Interview Q&A: Encoder, Decoder, and Architecture Variants

Q: What's the difference between an encoder and decoder block?

| Property | Encoder Block | Decoder Block | |----------|--------------|---------------| | Self-attention | Bidirectional (no mask) | Causal (left-only mask) | | Cross-attention | No | Yes (Q from decoder, K/V from encoder) | | Sub-layers | 2 | 3 | | Context | Full sequence | Past tokens only |

The decoder's causal mask and cross-attention layer are what distinguish it from the encoder.

Q: Why can't BERT generate text?

BERT is encoder-only with bidirectional attention. To generate token at position i, a model needs to predict i without having seen position i. BERT's architecture gives position i access to all other positions — including position i+1, i+2, etc. It has no mechanism to generate tokens autoregressively.

Also, BERT is pretrained with MLM (predict masked tokens from context), not with next-token prediction. Its output at each position is a probability distribution over the full vocabulary conditioned on all context — not the left context only.

Q: Why can't GPT do bidirectional understanding as well as BERT?

GPT's causal mask prevents position i from seeing positions i+1, i+2, ... This means GPT never builds representations using right context. Tasks like NER (tagging a token based on full sentence context) or sentence similarity (comparing two full representations) benefit from bidirectional context that GPT structurally lacks.

In practice, GPT-scale models (GPT-3+) partially overcome this through in-context learning — the model has seen enough data that it can infer context from patterns — but architecturally, BERT-style bidirectionality is the better fit for classification/NER.

Q: When would you choose encoder-only vs decoder-only vs encoder-decoder?

Encoder-only (BERT, RoBERTa, ClinicalBERT):
  ✓ Text classification (sentiment, ICD coding)
  ✓ Named entity recognition
  ✓ Extractive QA (find span in passage)
  ✓ Sentence similarity and embedding generation
  ✗ Text generation

Decoder-only (GPT, LLaMA, Mistral):
  ✓ Text generation, chat, code completion
  ✓ In-context learning (few-shot)
  ✓ Summarisation and translation (at large scale)
  ✗ Efficient fine-tuning on small supervised datasets (no bidirectional context)
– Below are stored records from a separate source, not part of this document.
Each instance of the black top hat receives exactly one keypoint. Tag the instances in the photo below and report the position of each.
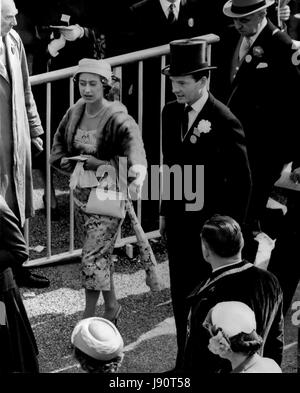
(187, 57)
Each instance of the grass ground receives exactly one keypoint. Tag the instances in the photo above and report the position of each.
(146, 322)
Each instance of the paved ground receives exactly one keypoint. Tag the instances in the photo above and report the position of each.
(146, 322)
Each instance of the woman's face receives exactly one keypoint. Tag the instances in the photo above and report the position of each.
(90, 87)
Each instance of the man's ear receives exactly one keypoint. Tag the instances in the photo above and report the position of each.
(205, 249)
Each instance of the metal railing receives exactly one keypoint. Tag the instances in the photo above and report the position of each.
(117, 64)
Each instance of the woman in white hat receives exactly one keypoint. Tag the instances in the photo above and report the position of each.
(98, 345)
(232, 327)
(100, 132)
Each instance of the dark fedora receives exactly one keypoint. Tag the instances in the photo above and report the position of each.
(241, 8)
(187, 57)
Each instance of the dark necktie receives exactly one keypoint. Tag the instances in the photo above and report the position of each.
(185, 121)
(171, 15)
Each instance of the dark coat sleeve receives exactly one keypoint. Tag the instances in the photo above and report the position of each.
(13, 250)
(59, 147)
(237, 170)
(273, 347)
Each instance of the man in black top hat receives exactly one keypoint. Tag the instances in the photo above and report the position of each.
(259, 81)
(203, 145)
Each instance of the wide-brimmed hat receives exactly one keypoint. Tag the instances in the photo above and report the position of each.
(98, 338)
(187, 57)
(241, 8)
(99, 67)
(233, 317)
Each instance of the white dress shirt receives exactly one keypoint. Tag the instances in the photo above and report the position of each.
(165, 4)
(247, 42)
(197, 107)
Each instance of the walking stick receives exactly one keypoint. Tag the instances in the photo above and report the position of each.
(147, 256)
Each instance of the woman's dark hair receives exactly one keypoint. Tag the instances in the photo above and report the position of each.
(223, 235)
(92, 365)
(246, 343)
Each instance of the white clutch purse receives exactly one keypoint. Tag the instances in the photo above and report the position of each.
(106, 202)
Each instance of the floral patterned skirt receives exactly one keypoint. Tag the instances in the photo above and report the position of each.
(98, 234)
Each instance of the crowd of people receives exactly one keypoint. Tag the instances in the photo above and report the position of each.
(232, 121)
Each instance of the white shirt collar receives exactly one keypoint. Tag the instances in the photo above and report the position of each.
(262, 26)
(197, 107)
(199, 104)
(222, 267)
(165, 4)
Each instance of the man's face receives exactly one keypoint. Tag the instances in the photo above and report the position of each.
(186, 89)
(248, 26)
(8, 16)
(90, 87)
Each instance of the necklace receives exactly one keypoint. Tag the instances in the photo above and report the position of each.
(89, 116)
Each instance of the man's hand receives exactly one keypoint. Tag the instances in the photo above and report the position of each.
(295, 175)
(38, 143)
(92, 163)
(162, 227)
(55, 45)
(66, 164)
(74, 33)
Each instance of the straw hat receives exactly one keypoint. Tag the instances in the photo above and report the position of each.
(240, 8)
(233, 318)
(98, 338)
(99, 67)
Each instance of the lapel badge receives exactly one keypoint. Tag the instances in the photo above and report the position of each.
(193, 139)
(248, 58)
(191, 22)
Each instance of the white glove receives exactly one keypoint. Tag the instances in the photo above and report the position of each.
(55, 45)
(139, 172)
(284, 13)
(74, 33)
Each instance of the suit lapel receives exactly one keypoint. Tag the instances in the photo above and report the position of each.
(202, 115)
(246, 67)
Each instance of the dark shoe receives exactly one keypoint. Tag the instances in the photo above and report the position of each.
(31, 280)
(115, 316)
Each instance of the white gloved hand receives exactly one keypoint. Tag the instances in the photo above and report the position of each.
(55, 45)
(284, 13)
(74, 33)
(139, 173)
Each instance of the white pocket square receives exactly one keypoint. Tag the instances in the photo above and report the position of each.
(262, 65)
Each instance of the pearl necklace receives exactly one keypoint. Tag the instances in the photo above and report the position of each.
(89, 116)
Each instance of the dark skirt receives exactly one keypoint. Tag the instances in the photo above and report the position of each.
(19, 350)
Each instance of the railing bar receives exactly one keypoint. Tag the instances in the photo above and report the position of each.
(140, 119)
(116, 61)
(48, 169)
(71, 195)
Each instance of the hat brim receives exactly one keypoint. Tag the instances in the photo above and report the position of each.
(227, 9)
(167, 71)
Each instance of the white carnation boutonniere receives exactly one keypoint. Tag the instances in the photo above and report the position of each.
(204, 126)
(258, 51)
(13, 49)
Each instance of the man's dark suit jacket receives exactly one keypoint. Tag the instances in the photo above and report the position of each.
(262, 96)
(222, 151)
(151, 28)
(242, 282)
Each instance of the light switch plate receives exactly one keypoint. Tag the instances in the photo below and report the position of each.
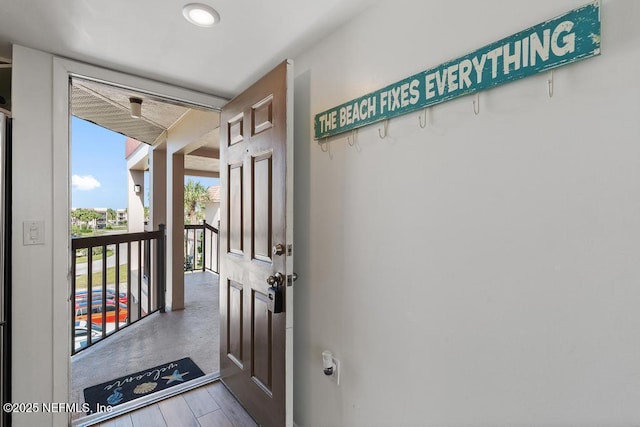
(33, 232)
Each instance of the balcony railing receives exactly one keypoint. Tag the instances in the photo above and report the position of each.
(118, 288)
(201, 243)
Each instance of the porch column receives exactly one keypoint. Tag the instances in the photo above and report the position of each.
(175, 231)
(135, 205)
(157, 204)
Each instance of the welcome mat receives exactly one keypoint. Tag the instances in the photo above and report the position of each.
(133, 386)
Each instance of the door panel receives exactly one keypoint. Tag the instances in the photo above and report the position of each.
(234, 321)
(262, 207)
(235, 226)
(255, 152)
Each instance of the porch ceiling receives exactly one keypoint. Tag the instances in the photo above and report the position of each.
(108, 106)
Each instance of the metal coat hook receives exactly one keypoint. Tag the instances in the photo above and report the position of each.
(423, 124)
(385, 126)
(352, 140)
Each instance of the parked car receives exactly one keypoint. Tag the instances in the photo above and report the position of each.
(81, 332)
(97, 294)
(96, 311)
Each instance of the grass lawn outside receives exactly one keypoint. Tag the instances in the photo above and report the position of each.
(81, 281)
(96, 257)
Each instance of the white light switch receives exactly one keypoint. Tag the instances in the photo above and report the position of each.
(33, 232)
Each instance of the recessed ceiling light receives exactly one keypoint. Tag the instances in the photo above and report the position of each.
(200, 14)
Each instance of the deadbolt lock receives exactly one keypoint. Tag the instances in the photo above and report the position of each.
(278, 249)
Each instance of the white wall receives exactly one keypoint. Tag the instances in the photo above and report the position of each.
(483, 271)
(33, 376)
(41, 184)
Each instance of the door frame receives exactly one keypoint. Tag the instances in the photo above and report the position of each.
(63, 70)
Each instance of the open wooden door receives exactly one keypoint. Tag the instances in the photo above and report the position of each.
(256, 298)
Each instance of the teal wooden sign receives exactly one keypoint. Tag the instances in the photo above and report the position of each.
(559, 41)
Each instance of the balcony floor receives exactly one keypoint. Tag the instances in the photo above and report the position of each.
(157, 339)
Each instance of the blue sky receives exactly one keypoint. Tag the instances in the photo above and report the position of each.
(99, 169)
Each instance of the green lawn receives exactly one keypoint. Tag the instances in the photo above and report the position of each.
(81, 281)
(96, 257)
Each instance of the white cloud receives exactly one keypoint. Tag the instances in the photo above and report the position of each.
(85, 183)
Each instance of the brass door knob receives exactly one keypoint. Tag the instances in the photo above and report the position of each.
(275, 280)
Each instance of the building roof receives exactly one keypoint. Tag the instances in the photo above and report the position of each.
(214, 193)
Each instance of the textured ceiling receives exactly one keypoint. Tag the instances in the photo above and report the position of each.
(151, 38)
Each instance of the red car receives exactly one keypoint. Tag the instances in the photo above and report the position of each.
(96, 312)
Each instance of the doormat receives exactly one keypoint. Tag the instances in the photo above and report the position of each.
(143, 383)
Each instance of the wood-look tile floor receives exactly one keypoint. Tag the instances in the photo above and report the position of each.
(208, 406)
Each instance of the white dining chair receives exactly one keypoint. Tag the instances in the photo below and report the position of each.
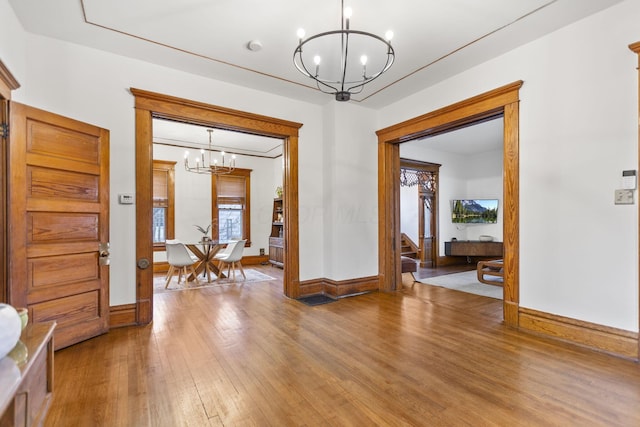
(233, 259)
(180, 261)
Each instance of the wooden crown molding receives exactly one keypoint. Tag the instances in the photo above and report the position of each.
(7, 81)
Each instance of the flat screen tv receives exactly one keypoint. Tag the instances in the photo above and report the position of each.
(474, 211)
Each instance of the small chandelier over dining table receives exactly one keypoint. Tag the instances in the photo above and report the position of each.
(211, 167)
(338, 51)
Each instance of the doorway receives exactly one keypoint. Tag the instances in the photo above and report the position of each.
(501, 101)
(151, 105)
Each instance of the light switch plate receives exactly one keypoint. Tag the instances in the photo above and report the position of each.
(624, 197)
(125, 199)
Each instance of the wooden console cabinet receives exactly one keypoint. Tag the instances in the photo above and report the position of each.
(25, 398)
(471, 248)
(276, 241)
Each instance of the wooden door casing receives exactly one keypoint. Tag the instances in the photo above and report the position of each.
(58, 216)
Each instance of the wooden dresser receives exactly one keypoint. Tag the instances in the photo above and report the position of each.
(26, 385)
(471, 248)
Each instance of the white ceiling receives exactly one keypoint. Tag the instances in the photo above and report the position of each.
(195, 137)
(434, 39)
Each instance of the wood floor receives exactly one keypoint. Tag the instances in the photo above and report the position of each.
(424, 356)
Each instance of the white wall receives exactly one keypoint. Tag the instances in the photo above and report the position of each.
(578, 131)
(350, 180)
(409, 213)
(92, 86)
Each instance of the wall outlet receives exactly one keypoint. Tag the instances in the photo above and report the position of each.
(624, 197)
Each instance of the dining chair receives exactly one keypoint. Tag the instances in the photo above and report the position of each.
(233, 259)
(180, 261)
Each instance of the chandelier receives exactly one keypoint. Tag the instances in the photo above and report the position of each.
(210, 167)
(340, 74)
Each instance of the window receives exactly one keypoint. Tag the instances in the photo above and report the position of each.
(163, 202)
(230, 205)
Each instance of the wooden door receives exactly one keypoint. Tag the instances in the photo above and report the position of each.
(58, 217)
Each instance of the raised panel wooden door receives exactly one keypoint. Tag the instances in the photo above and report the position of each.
(58, 217)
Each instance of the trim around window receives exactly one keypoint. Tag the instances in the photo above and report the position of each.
(164, 197)
(244, 176)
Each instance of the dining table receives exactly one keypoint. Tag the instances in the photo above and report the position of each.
(205, 251)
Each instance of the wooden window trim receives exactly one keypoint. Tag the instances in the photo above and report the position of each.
(169, 167)
(246, 218)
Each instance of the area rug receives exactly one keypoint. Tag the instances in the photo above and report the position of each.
(466, 281)
(253, 276)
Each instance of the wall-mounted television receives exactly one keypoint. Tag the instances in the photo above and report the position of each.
(474, 211)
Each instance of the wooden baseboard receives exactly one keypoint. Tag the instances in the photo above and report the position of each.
(339, 288)
(122, 315)
(598, 337)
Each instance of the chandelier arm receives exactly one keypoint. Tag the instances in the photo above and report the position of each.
(303, 69)
(341, 88)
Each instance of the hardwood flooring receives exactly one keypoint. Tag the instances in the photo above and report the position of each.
(423, 356)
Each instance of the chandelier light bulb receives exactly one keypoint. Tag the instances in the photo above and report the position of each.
(208, 165)
(341, 48)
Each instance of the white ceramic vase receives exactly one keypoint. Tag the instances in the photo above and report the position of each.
(10, 328)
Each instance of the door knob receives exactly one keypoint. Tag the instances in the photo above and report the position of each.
(104, 256)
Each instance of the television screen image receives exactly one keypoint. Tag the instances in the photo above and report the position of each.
(474, 211)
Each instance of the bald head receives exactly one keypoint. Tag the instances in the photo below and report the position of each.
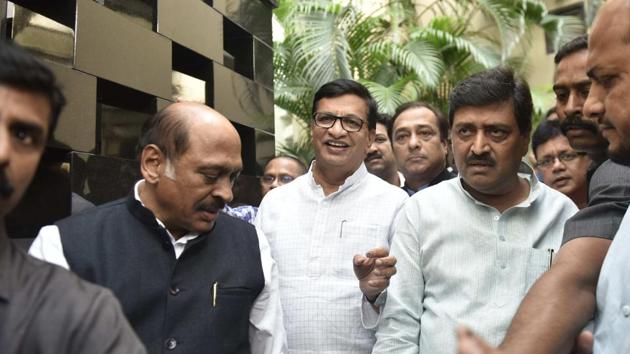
(191, 156)
(170, 128)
Encoder-decoder (T5, BART, Flan-T5):
  ✓ Structured seq2seq (translation, summarisation)
  ✓ Efficient fine-tuning on small supervised datasets
  ✓ Abstractive QA
  ✗ Open-ended generation at large scale

Q: What is teacher forcing?

During training of a decoder, teacher forcing feeds the ground-truth target tokens as input instead of the model's own predictions:

Generating "The cat sat":

Without teacher forcing:
  Step 1: input=[BOS] → predict "The"  ✓
  Step 2: input=[BOS, The] → predict "dog"  ✗ (error propagates)
  Step 3: input=[BOS, The, dog] → model is off-track

With teacher forcing (training):
  Step 1: input=[BOS] → predict "The"  (compare to "The")
  Step 2: input=[BOS, The] → predict "cat"  (compare to "cat")
  Step 3: input=[BOS, The, cat] → predict "sat"  (compare to "sat")
  Ground truth inputs always used, regardless of model predictions

Teacher forcing makes training stable and fast (no error accumulation) but creates a train/inference mismatch. At inference, the model must use its own (possibly wrong) outputs.

Q: What is exposure bias?

Exposure bias is the train/inference mismatch caused by teacher forcing. During training, the model always sees ground truth tokens. During inference, it sees its own generated tokens — which can be wrong. Over long sequences, small errors compound.

Mitigations:

Scheduled sampling: gradually replace ground truth with model predictions during training
Reinforcement learning (RLHF): train directly on generation quality
Direct Preference Optimisation (DPO): contrastive training on preferred vs rejected outputs

Q: What is the bottleneck in encoder-decoder models?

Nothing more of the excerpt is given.